After an auditor who was supposed to make sense of the transactions gave up, saying they were “above his pay grade,” PwC assigned a college-aged intern to evaluate the nearly $600 million asset.
Judge Rothstein was distinctly harsh about PwC’s failings. Basing Colonial’s certification on Farkas’ account of Taylor Bean’s collateral was “quintessentially the same as asking the fox to report on the condition of the hen house,” she wrote. And charging an intern to decipher a loan facility beyond the expertise of a senior auditor was a “truly astonishing” departure from PwC’s mandate, the judge wrote.
And there’s more…
Taylor Bean was one of Colonial’s most important customers, Judge Rothstein said, and the bank was at first eager to help the mortgage lender survive overdrafts. Later, as the fraud ballooned, Colonial execs frantically tried to recoup Colonial’s money from Taylor Bean. According to the judge’s decision, over the course of several years, to keep the scheme secret, Colonial execs lied to PwC auditors, circumvented internal controls by “recycling” mortgage data and even created wire transfers to trick PwC into believing Taylor Bean collateral mortgages had been paid off.

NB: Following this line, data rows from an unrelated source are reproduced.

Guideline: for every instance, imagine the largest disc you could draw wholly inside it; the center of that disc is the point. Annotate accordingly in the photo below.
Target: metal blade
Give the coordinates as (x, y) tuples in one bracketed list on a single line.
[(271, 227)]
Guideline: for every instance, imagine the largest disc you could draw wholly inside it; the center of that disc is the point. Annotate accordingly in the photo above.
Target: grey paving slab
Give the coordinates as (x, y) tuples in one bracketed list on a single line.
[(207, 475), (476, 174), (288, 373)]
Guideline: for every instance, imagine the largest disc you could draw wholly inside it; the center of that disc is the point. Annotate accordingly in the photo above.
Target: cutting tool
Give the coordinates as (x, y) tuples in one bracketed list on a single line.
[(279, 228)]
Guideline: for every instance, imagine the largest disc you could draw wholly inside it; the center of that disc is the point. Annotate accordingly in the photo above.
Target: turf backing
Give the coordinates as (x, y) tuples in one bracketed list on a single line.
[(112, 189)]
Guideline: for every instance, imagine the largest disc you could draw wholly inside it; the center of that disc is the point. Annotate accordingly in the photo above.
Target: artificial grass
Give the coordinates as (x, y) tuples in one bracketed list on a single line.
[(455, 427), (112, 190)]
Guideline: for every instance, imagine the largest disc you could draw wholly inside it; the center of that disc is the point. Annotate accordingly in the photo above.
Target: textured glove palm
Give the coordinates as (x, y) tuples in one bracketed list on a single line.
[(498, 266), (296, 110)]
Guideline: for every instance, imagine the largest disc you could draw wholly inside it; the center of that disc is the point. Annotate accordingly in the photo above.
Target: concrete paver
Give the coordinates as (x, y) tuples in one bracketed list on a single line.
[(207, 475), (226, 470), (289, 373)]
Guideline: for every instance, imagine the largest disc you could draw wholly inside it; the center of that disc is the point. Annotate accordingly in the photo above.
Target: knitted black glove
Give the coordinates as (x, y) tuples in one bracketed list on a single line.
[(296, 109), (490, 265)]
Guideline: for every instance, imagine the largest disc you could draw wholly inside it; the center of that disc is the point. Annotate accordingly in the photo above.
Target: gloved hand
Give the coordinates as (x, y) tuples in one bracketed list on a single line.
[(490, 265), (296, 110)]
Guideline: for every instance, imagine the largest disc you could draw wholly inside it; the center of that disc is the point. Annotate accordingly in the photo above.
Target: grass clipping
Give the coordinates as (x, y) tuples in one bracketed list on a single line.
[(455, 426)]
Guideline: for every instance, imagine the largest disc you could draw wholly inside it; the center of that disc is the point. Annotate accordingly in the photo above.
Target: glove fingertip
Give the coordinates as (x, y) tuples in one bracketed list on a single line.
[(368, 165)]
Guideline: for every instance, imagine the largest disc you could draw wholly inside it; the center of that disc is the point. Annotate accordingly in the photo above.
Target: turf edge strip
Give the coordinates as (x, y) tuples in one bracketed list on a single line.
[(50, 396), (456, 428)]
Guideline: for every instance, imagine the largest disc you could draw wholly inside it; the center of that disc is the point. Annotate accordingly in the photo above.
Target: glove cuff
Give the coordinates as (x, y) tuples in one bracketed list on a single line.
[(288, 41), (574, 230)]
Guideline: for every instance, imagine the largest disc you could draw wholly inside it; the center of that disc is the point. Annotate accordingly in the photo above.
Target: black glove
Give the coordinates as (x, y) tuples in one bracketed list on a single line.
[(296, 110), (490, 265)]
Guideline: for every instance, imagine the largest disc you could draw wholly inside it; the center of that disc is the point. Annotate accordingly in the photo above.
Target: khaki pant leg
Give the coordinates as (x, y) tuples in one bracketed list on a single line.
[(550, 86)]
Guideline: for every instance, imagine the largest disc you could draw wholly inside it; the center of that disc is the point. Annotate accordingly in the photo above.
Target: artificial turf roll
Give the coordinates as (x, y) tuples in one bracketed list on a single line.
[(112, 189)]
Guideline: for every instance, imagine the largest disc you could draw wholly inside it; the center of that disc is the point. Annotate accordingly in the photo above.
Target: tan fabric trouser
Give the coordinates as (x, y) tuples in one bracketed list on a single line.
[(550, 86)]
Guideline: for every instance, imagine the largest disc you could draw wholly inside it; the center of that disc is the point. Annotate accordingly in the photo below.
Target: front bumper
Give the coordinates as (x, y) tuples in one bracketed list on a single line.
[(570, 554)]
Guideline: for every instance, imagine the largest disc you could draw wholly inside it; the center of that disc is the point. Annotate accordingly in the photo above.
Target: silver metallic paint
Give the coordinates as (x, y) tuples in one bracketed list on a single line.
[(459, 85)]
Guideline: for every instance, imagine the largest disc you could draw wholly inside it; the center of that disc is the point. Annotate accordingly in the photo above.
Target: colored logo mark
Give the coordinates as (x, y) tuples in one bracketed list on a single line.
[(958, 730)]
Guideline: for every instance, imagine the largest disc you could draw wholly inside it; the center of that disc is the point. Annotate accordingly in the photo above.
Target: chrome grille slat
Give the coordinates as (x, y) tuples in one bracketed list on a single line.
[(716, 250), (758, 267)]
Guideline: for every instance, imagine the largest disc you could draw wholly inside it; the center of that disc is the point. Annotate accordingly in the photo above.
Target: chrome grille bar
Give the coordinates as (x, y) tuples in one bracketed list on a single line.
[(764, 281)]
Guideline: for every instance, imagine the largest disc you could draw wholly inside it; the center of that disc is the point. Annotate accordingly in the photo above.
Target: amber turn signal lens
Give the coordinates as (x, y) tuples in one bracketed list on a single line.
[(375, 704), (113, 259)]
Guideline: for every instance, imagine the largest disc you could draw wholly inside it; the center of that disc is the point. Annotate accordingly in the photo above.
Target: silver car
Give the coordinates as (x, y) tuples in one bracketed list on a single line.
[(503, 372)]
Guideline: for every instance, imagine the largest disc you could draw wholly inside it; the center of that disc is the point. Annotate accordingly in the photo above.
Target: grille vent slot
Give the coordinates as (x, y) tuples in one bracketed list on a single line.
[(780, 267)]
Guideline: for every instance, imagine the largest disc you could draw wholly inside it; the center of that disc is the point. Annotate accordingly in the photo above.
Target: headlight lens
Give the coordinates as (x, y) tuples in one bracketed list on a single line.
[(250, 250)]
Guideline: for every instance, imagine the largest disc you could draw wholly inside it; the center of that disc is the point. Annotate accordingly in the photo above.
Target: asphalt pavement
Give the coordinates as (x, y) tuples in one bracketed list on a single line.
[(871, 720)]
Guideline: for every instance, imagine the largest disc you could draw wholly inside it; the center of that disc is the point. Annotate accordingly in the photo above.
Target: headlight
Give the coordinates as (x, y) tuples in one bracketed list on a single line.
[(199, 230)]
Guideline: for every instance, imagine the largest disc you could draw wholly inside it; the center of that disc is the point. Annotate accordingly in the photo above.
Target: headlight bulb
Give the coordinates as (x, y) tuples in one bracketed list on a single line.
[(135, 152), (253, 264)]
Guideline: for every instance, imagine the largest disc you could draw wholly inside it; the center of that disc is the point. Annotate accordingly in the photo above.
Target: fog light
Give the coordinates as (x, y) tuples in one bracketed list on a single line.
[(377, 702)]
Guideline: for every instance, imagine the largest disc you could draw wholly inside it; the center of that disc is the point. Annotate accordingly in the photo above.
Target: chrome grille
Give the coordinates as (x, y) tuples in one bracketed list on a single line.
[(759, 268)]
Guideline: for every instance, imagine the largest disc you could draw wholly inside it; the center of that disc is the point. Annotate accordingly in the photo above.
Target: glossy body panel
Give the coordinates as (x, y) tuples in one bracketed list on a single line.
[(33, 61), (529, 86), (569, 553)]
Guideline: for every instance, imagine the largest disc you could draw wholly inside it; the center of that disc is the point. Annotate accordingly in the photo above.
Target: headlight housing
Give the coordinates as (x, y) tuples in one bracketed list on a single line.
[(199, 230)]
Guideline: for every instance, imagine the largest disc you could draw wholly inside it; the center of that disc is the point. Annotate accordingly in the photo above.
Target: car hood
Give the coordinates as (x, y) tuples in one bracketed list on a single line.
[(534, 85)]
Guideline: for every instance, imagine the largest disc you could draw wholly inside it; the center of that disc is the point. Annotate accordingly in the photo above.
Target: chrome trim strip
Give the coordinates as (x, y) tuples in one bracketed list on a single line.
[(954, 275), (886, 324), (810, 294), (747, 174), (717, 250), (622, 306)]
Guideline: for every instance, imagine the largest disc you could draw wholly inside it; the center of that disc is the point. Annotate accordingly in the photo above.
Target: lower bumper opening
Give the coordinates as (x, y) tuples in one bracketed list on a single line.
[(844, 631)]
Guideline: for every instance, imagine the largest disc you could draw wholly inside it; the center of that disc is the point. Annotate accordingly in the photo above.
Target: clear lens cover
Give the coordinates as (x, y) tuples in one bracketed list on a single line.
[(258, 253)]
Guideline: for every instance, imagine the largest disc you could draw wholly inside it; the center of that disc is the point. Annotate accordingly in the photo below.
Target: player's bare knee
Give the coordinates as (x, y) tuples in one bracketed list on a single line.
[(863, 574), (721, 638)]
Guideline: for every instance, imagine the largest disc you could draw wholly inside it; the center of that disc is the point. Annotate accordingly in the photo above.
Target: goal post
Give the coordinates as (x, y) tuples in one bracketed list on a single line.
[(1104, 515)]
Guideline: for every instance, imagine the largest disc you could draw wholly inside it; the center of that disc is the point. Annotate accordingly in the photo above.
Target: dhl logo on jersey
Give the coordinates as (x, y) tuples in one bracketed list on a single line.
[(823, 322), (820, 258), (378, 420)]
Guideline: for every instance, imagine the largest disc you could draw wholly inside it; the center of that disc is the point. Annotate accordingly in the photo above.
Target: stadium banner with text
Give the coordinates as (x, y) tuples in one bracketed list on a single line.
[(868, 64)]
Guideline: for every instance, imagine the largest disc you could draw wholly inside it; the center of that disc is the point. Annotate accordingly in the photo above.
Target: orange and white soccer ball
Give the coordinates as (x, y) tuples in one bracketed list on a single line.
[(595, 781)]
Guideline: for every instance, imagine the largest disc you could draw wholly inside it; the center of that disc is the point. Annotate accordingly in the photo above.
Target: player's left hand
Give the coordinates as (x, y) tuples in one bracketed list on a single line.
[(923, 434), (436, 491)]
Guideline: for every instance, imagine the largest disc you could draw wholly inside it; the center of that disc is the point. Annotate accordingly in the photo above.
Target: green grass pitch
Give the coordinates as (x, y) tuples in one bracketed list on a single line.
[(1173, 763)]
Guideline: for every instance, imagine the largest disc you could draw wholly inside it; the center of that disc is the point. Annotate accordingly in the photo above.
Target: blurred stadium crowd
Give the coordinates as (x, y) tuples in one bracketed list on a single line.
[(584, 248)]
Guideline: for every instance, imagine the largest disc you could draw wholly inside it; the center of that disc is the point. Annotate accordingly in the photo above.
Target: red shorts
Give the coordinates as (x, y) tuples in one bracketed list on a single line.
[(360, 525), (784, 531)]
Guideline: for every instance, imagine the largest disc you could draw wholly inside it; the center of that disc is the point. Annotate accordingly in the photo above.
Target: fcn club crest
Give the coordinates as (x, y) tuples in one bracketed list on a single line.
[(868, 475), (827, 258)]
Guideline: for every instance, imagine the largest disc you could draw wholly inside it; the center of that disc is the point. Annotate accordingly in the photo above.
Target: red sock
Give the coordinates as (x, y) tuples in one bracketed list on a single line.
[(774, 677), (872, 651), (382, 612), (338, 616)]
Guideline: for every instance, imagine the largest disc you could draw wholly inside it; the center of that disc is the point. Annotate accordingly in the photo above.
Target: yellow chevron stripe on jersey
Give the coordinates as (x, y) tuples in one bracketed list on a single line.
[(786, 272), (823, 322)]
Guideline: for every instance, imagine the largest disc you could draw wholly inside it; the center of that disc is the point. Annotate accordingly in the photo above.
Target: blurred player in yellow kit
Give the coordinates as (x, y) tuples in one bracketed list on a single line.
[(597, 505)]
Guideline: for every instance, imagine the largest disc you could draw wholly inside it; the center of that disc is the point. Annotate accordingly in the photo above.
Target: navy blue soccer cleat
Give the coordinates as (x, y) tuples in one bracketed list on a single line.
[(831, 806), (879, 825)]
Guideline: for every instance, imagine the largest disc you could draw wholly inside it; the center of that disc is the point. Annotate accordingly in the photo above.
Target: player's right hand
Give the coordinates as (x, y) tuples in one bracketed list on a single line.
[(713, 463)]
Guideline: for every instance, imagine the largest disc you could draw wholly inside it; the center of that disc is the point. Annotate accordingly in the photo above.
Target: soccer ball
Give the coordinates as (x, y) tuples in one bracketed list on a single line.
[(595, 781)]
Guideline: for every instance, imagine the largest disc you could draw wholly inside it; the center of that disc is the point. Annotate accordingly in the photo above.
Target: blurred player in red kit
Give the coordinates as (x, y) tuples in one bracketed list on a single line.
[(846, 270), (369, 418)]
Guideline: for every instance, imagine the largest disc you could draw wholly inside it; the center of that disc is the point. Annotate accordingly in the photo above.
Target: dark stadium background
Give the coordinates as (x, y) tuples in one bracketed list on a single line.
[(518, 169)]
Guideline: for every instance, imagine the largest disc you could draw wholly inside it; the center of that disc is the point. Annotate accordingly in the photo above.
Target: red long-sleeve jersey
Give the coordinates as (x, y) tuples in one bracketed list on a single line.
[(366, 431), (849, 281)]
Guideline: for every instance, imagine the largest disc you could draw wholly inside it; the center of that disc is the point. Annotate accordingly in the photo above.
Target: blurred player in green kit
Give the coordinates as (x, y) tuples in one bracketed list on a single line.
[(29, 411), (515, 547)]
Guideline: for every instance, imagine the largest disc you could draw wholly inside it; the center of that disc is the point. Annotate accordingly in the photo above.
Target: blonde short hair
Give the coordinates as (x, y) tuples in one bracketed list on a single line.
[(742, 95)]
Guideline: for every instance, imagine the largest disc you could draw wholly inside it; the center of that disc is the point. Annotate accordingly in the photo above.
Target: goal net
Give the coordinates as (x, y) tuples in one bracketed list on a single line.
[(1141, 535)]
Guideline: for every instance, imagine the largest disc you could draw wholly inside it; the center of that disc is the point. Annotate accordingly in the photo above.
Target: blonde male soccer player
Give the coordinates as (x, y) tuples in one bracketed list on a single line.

Today’s ruling awards the FDIC the full damages it had sought. PwC had earlier asked the judge to keep the damage award down to $306.7 million. Today, PwC said that it intends “to pursue an appeal of this matter at the earliest opportunity.”
And the bitter irony?
PwC is the same audit firm that confidence-inspiringly and diligently performs the annual audits of the financial statements of each of the 12 regional Federal Reserve Banks – such as the New York Fed and the San Francisco Fed – along with the combined financial statements of the Federal Reserve System. So when things get complex – and there surely are very complex and immense transactions at the Fed – and senior auditors can’t figure out what they’re looking at and can’t make heads or tails of it, they’re sending in a “college-aged intern” to paper over it?
PwC is also the firm that audited the financial statements of construction and outsourcing giant Carillion, which collapsed in January. PwC is part of the audit oligarchy that is now down to just four mega-firms, and they audit nearly all of the S&P 500 companies while also providing a host of consulting and tax services.